Moi qui ne connaissais de Paris que cette portion située à l’est et au sud-est de la place d’Italie, je me demandais comment les touristes pouvaient considérer cette ville comme la plus belle du monde. Vraiment ? me disais-je en levant les yeux vers les façades hideuses aux fenêtres toujours trop petites et apparemment impossibles à ouvrir, les crépis bon marché et vite écaillés, les matériaux si synthétiques et les proportions si inélégantes que l’on aurait pu s’interroger sur le genre de faute qui méritait pareille punition. Pourquoi habiter là ? me disais-je à l’âge où l’on considère qu’une maison est un carré surmonté d’un triangle.

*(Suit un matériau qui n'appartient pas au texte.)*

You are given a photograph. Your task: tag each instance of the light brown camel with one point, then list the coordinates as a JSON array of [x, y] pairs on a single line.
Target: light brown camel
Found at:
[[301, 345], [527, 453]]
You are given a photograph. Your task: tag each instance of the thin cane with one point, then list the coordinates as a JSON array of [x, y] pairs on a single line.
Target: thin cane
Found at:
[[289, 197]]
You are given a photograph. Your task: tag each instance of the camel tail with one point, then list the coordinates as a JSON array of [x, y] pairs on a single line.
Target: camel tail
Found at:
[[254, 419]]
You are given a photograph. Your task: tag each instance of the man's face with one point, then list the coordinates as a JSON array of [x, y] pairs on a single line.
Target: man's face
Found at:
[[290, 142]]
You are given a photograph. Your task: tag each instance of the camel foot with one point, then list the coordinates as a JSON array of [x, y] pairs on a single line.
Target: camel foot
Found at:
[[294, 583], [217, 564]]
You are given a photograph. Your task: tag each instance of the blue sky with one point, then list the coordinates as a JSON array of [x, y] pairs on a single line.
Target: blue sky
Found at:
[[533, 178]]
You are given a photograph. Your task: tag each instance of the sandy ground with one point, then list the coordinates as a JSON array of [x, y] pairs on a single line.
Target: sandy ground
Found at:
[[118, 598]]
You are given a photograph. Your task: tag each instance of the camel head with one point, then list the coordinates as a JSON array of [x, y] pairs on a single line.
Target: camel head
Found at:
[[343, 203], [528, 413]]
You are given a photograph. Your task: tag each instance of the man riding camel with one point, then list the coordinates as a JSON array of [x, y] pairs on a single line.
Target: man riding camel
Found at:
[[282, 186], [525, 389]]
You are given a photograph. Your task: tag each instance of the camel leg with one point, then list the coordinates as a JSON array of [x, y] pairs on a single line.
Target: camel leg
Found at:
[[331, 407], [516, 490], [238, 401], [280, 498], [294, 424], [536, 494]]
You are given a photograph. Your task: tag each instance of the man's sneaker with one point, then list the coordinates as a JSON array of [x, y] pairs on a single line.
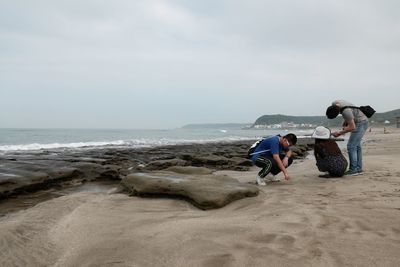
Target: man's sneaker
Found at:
[[352, 173], [273, 178], [260, 181]]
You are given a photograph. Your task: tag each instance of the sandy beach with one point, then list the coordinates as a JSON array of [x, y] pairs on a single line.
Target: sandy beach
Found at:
[[307, 221]]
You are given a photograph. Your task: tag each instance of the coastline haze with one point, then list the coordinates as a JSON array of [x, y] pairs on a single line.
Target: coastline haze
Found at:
[[166, 64]]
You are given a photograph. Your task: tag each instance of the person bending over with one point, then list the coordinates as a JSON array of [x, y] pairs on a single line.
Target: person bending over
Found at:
[[273, 155], [327, 153]]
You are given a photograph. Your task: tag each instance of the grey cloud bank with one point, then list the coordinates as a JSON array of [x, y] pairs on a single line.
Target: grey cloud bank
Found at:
[[163, 64]]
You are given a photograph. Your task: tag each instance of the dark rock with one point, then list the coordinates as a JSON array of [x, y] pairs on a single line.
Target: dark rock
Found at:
[[203, 191]]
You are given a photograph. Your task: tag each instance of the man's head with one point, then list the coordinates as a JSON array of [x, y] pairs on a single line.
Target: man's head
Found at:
[[291, 138], [332, 111]]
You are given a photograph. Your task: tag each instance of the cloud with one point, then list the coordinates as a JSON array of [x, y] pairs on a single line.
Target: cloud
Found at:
[[193, 58]]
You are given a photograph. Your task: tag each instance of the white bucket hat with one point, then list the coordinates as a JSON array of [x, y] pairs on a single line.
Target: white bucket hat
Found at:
[[321, 132]]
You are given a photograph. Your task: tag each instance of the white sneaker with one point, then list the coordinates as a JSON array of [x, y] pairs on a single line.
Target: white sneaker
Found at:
[[273, 178], [260, 181]]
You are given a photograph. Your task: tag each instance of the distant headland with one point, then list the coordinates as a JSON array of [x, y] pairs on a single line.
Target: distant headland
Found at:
[[278, 121]]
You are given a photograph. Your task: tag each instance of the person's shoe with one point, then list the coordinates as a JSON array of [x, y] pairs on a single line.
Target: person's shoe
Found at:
[[351, 173], [260, 181], [273, 178]]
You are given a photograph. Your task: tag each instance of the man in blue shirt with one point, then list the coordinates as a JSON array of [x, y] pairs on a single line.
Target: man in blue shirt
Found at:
[[273, 156]]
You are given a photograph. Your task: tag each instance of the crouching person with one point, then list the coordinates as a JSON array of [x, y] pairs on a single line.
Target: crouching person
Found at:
[[273, 155], [327, 153]]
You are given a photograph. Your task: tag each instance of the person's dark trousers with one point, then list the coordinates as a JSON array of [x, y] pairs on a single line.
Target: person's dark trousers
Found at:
[[269, 165]]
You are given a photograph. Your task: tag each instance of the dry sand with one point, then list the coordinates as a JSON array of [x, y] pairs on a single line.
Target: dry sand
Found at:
[[308, 221]]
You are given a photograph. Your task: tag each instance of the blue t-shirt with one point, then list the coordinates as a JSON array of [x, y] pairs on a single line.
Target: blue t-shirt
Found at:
[[269, 146]]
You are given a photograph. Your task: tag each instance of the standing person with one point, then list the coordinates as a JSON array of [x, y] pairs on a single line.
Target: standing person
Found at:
[[327, 153], [355, 122], [273, 156]]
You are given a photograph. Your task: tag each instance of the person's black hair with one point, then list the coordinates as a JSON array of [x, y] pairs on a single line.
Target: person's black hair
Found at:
[[332, 112], [292, 138]]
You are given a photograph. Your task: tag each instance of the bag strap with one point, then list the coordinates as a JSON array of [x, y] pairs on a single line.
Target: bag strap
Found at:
[[341, 109]]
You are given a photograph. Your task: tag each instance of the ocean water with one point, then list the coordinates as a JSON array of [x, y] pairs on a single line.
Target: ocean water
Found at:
[[37, 139]]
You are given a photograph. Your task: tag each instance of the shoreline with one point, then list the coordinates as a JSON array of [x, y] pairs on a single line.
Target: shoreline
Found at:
[[36, 176], [307, 221]]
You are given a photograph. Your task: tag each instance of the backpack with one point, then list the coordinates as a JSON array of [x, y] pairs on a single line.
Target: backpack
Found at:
[[367, 110]]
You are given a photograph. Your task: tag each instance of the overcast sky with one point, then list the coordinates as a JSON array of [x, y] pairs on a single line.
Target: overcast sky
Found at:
[[167, 63]]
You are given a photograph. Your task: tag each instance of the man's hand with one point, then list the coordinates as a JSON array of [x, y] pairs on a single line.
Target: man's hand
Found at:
[[285, 162]]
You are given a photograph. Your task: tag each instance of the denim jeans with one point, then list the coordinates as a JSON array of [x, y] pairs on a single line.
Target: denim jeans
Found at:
[[354, 146]]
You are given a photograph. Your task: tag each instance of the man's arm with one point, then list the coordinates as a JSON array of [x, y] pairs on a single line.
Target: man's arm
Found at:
[[281, 165], [351, 125]]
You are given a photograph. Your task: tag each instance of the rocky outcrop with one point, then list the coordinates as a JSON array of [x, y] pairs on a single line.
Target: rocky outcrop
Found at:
[[28, 171], [205, 191]]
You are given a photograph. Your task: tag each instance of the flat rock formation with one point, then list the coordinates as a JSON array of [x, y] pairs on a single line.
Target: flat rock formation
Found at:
[[29, 171], [205, 191]]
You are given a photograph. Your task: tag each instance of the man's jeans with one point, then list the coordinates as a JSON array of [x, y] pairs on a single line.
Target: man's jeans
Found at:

Quant aux rentiers, où étaient-ils ? Qui étaient-ils ? Les parents de mes camarades de classe étaient, pour la plupart, employés de bureau, artisans, secrétaires, postiers, infirmières.

Pourquoi y revenir aujourd’hui, alors que cet immeuble et cette rue ont déjà été la toile de fond d’un, voire de deux de mes livres ? Pourquoi retourner en pensée dans ces avenues sans charme que je n’ai jamais pris plaisir à arpenter ? Peut-être est-ce plus une histoire de temps que de géographie.
Dans moins de dix ans, j’aurai l’âge qu’avaient mes grands-parents quand ils sont devenus propriétaires du petit appartement de la rue du Château des Rentiers.

À portée de pensée
Récemment, ma grand-mère Tsila est venue me rendre visite en rêve.
Elle vient aussi me voir en pensée.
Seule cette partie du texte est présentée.